You’ve got Windows deduplication enabled on all your Configuration Manager Distibution Points, and your Content Library right? Awesome! You can stop reading here. Well, maybe don’t stop reading quite yet. I have a pretty cool Configuration Item / Baseline below.
I personally started considering deduplication to complement an implementation of BranchCache. They work well together! Deduplication enabled on your distribution point will ensure that the file hashes pre-calculated. BranchCache clients will request these hashes to validate the content they receive from peers. By having the hashes for all content readily available because of deduplication it will reduce server load from BranchCache file hash requests.
So? It is Single-Instance Storage, who cares about deduplication?
The content library in Configuration Manager is relatively robust. It has a few tricks up it’s sleeve including single-instance storage. This feature is even mentioned in the first line of the docs.
“The content library is a single-instance store of content in Configuration Manager. The site uses it to reduce the overall size of the combined body of content that you distribute.”
We are only keeping one copy of the files! That sounds great! Who needs deduplication? We don’t have duplicates! Deduplication has some additional benefits that will enhance the storage savings already built into the content library. It is able to inspect the volume for duplicate blocks and bits. The Microsoft docs gives a good overview of the technology, AND the FAQ section specifically addresses the improvements from Single Instance Store.
How does Data Deduplication differ from Single Instance Store?
Single Instance Store, or SIS, is a technology that preceded Data Deduplication and was first introduced in Windows Storage Server 2008 R2. To optimize a volume, Single Instance Store identified files that were completely identical and replaced them with logical links to a single copy of a file that’s stored in the SIS common store. Unlike Single Instance Store, Data Deduplication can get space savings from files that are not identical but share many common patterns and from files that themselves contain many repeated patterns. Single Instance Store deprecated in Windows Server 2012 R2 and removed in Windows Server 2016 in favor of Data Deduplication.
I’m Convinced, Let’s Implement
Ultimately, here is the link to the script on GitHub. It has a $Remediate variable which set to $true or $false. For the ‘Detection’ part of the configuration item you will set $Remediate = $false, and for the ‘Remediation’ part of the configuration item you will set $Remediate = $true.
The goal of the script is to determine what drives on the system are being used for SCCM content, whether it is a PKG share or a Content Library. Once they identified a list of exclusion folders generated. Only the SMSPKGE$ (E being the drive letter) and SCCMContentLib folders are supported for deduplication with Configuration Manager. It will also ensure that ‘No_SMS_On_Drive.sms’ file does not exist on the drive, as these drives will be skipped.
With our ‘Inclusion’ folders identified for the drive we can generate what we will need for deduplication configuration, the exclusions list.
Now that the list generated we can set the configuration and we are all set!
$DedupVolume | Set-DedupVolume -ExcludeFolder $Excludes
The advantage of this being a baseline is that we can periodically check the configuration to automatically add or remove exclusions to the drive. And if new drives added to the server they will automatically configured for deduplication as well! No need to manually identify your content library drives and setup deduplication.
If you enable logging you will get a good summary of the detection and remediation that has happened as shown above.
There is a bit more to the script, such as enabling dedup on the drive if disabled. But the highlights above show some of the key components. You can also configure a few things. Such as the MinimumFileAgeDays and logging in the variables region at the top of the script. If you know you have additional folders that support deduplication, the script has a variable to store a CSV name in. Folder names found in that CSV are added for deduplication on the respective volume.
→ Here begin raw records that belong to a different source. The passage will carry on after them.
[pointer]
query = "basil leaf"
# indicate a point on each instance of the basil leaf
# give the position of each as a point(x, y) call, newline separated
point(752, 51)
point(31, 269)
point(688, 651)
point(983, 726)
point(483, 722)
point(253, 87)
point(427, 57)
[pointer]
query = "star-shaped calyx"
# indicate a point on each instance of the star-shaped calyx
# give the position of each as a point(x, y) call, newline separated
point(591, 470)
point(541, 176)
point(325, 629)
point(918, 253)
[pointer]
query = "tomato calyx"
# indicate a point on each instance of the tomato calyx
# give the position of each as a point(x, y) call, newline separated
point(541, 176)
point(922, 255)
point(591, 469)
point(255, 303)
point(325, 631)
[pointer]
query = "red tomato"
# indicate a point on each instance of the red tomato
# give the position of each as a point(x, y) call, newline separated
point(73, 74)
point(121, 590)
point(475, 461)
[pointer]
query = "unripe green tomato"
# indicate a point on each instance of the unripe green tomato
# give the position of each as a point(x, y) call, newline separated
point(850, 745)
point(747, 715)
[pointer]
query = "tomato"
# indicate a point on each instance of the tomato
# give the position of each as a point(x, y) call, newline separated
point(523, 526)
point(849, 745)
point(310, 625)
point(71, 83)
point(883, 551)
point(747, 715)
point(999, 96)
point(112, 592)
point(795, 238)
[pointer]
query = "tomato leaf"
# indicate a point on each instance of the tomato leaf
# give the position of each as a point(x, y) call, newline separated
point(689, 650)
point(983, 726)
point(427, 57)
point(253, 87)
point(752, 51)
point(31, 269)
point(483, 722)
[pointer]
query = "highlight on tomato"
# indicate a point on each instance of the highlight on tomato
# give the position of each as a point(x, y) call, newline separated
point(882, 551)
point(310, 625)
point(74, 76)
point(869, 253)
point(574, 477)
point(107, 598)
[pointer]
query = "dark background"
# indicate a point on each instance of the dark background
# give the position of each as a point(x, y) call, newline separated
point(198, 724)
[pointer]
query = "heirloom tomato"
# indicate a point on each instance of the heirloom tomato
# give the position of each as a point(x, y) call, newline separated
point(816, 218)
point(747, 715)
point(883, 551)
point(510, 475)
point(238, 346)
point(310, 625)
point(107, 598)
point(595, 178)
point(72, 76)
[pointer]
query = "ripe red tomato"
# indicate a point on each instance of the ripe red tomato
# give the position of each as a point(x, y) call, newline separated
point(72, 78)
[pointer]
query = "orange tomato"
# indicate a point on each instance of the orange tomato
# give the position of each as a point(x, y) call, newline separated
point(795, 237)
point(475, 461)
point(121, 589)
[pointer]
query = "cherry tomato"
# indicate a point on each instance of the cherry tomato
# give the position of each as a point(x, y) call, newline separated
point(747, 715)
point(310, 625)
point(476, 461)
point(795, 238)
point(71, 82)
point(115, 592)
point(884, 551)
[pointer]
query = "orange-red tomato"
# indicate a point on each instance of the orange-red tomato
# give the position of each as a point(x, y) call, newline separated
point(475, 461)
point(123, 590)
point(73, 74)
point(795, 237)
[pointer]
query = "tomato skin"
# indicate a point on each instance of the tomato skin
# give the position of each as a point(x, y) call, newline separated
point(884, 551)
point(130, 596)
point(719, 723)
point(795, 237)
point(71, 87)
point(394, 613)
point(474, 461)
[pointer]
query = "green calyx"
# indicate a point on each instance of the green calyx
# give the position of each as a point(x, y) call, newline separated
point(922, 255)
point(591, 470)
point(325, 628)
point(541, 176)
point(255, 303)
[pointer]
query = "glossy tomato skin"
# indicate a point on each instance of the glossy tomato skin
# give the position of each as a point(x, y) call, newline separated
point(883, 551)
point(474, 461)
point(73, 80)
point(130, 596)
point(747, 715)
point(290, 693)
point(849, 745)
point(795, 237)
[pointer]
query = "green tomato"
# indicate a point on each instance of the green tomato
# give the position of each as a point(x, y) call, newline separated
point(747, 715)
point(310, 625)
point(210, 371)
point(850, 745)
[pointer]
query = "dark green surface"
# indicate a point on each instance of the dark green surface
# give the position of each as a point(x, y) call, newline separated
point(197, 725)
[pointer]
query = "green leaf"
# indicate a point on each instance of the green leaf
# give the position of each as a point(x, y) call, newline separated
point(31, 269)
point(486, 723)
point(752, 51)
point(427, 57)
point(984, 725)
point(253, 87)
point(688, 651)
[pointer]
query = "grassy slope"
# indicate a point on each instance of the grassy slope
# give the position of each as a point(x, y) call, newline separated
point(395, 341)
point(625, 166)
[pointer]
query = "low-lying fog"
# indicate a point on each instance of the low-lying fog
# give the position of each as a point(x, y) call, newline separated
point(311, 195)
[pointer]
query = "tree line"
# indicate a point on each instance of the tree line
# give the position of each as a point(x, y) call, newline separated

The script is available here. I would recommend setting this up as a Configuration Item. So that it can continually monitor and configure deduplication for you on your distribution points. The scripts will return a boolean $true / $false to allow for proper baseline compliance reporting. You will also need to make sure you have the deduplication windows feature enabled. This is an easy to create baseline that you could setup alongside this.
The GitHub has a CAB file as well. This is an exported baseline that contains the script being used in a CI. As well as an additional CI for installing the FS-Data-Deduplication Windows feature. You should be able to export this and use it in your environment. Keep in mind that enabling deduplication on a server does require a reboot, and I am not forcing it with the CI.